Dell'articolo di Carlo Bonini su Rep: (a cui ho fatto l'abbonamento alla faccia di quel vergognoso gazzettino che è diventato il Fatto) del 24 settembre, condivido ogni virgola:
Il ministro dell’Interno Matteo Salvini battezza un decreto sicurezza che fa di un manifesto ideologico la “norma”. Un “venghino, signori venghino” da mercato della paura dove l’imbonitore, dopo aver trascorso quattro mesi a fare il piromane, posa ora a pompiere offrendo agli “italiani” l’estintore che — dice — spegnerà l’incendio.
Per rifilare la patacca, deve naturalmente svuotare di ogni complessità una vicenda epocale e dalle implicazioni geopolitiche continentali come i flussi migratori, vendendo un’emergenza che non c’è (gli sbarchi) per una minaccia incombente alla sicurezza nazionale che gli consenta di legiferare d’urgenza, e dunque per decreto, strozzando ogni dibattito parlamentare.
E deve soprattutto giocare, forte dell’analfabetismo e la rozzezza civile che gli sono propri, con principi fondamentali dei diritti dell’uomo (tutti gli uomini), quali la presunzione di innocenza, il diritto di asilo, la protezione umanitaria, la cittadinanza, degradandoli a “concessioni” agli uomini dalla pelle nera, come tali revocabili. Dal Principe (cioè lui, il Difensore degli Italiani) o dalla discrezionalità di un’autorità amministrativa.
Salvini deve soprattutto tacere agli italiani quello che lui per primo ha imparato in questi quattro mesi da ministro. Che nessuno manda a casa nessuno approdato sulle nostre coste – neppure Gesù Cristo – senza l’accordo dei Paesi di provenienza. E lo deve tacere perché se lo spiegasse, tutti comprenderebbero che il “decreto sicurezza” avrà sui flussi migratori lo stesso effetto del pugno battuto sul tavolo con cui il nostro Paese, da qualche mese, si copre di ridicolo in ogni vertice internazionale.

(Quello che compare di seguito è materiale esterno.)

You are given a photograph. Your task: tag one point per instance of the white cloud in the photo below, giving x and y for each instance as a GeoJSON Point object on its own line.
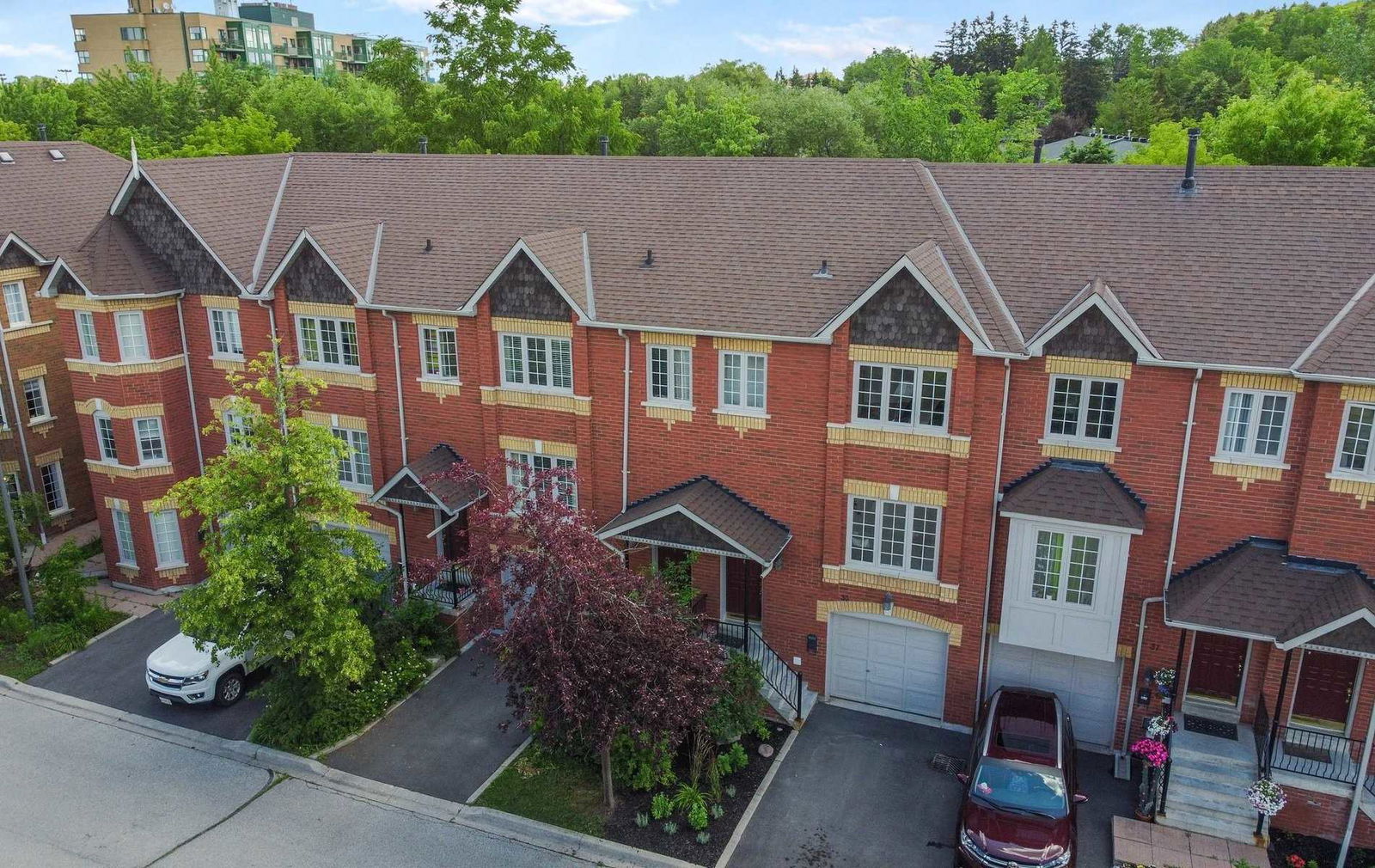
{"type": "Point", "coordinates": [835, 43]}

La riduzione dei potenziali beneficiari del diritto di asilo, la cancellazione di fatto della protezione umanitaria, la liquidazione dell’esperienza degli Sprar ancorché scoraggiare i migranti (la disperazione che convince a fuggire dal continente africano è più forte di ogni Salvini) avranno infatti il solo effetto di moltiplicare i clandestini, nonché il numero di coloro che, da detenuti, languiranno nei centri di espulsione (già oggi sotto dimensionati e da domani ancor più diminuiti nella capienza dal raddoppio dei tempi di detenzione legittimi) in attesa di rimpatrio. E questo perché, esaurito il termine di detenzione, il raddoppiato esercito di migranti irregolari avrà come accade oggi un semplice foglio di via che non li avvierà certo a un “ritorno volontario” nei Paesi di provenienza, ma solo alla loro clandestinità.
Non è complicato scommettere che, in questa forma, il decreto difficilmente passerà l’esame del Quirinale, prima, e della Corte Costituzionale, poi, quando comincerà ad essere investita dal contenzioso che le nuove norme produrranno. Ma è ancora una volta sorprendente come a mettere la faccia su questo manifesto costituzionalmente sgangherato sia un Presidente del Consiglio che posa a fine giurista e, non più tardi di due giorni fa, ha preso cappello “indignato” per la “violazione della privacy” e dei diritti costituzionali del suo portavoce Rocco Casalino. Quando si dice gli azzeccagarbugli.